Ironically, car drivers complain about bicyclists and walkers clogging urban streets while they themselves and their passengers die at an alarming rate! Moreover, the changes in safety infrastructure addressing walk and bike safety—cycle track and roundabouts—directly reduce car occupant carnage too. Decision makers call this “win win.”
AAA AAA (the American Automobile Association) truly gets it as the leading representative of auto interests for decades. Their recent study found the costs of vehicle accidents in large metropolitan areas were twice the cost of congestion and even in small metros were far higher than congestion costs. AAA simply calls for a White House Safety Summit and for that Summit to adopt a “0 Fatality Rate” policy and put the nation to work on highway safety in an effective way.
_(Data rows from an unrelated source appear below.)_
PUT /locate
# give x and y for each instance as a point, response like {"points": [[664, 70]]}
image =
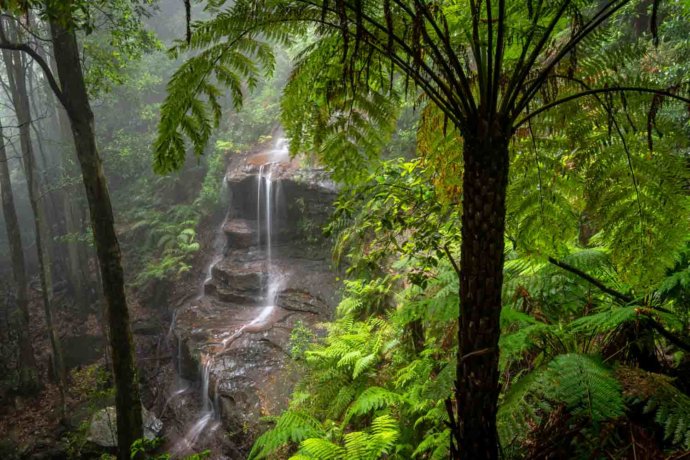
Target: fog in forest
{"points": [[347, 229]]}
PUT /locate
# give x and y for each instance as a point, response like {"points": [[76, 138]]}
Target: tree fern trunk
{"points": [[127, 401], [483, 222]]}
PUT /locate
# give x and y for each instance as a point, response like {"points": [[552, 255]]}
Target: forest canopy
{"points": [[510, 235]]}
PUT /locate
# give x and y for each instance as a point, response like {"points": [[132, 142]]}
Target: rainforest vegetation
{"points": [[497, 190]]}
AARP With the U.S. in just a few decades experiencing an increase of their senior population growing from 10 to 20 percent, the American Association of Retired Persons, AARP, developed policies of interest to the older generation and when it comes to transportation “livable streets” and safe streets lead their policies. Seniors drive less and walk and, potentially, bike more. But obviously unsafe urban streets, AARP became a leader in the “complete streets” movement which in most cases means at least a recognition of the problem and minimal treatments to address the needs of the walk an bike modes. Still, AARP does take the unusual step of touting and strongly supporting intersection safety, particularly replacing traffic signals with modern roundabouts. Half of all senior driver deaths on American roads occur at intersections compared to less than a quarter of all fatalities—and roundabouts cut serious injuries and fatalities for car occupants and walkers as well as providing improved safety for cyclists. Seniors lack one physical element important for their safety, a decreased ability to judge approach speeds so important to merging and intersection entry decisions, a problem cured by the lower speeds and reduced conflicts afforded by the roundabout.
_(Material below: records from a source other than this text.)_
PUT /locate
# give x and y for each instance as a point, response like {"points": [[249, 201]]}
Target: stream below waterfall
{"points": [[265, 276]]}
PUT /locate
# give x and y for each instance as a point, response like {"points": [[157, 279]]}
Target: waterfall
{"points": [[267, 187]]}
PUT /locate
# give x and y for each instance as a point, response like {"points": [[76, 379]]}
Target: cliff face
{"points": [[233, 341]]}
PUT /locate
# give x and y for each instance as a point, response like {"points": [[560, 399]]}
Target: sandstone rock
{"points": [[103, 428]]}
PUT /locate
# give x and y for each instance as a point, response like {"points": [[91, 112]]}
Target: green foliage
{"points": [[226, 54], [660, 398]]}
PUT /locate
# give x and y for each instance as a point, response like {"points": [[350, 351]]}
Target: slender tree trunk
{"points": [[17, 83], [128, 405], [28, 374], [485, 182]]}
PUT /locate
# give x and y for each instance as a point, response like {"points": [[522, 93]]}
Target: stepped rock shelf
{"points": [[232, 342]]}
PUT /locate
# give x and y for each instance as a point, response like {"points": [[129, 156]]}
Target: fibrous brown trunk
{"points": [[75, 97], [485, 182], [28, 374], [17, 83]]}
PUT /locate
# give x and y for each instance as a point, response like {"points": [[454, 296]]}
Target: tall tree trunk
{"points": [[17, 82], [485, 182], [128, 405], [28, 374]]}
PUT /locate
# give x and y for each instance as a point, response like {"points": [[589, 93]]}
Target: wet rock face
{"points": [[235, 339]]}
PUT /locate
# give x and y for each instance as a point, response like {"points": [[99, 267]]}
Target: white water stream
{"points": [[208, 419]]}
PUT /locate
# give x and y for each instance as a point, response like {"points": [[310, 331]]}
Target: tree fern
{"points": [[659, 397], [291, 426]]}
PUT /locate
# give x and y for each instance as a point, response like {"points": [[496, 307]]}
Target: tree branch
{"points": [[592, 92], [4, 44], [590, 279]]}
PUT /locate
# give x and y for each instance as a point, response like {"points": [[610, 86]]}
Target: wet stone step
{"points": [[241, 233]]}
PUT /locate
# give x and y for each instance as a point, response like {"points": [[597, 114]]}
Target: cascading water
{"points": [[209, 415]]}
CROW The CROW “manual clusters all the knowledge about road safety in the Netherlands” and the aptly titled CROW “design manual for bicycle traffic”, already popular in England, is quickly becoming the design guide of choice for street cycle design in the United States. The CROW bicycle design manual is critically important as it contains the design for urban and rural roundabout designs with pathing for cyclists which cyclists identify as the safest type of intersection. The Dutch design manuals only include single lane roundabouts—if more than a one lane roundabout is required then bike and vehicle modes are separated, far easier in a nation with no hills and valleys than the typical American landscape. Still a Swedish study does show that properly designed there is a safety gain for cyclists at a two-lane roundabout over a traffic signal—and less delay and other benefits.
These three sets of letters show some of the ways the United States need to go to bring safety to our streets for all modes. The French, for example, may have the best comprehensive highway safety programming in a nation with the highest number of roundabouts in the world. In 1970 France had a third higher rate of fatalities per vehicle mile than the U.S. but today their rate is a third less than the U.S. If the U.S. could attain the French highway fatality rate, 5,000 less Americans would die each year on the streets and highways. It is all about safe streets.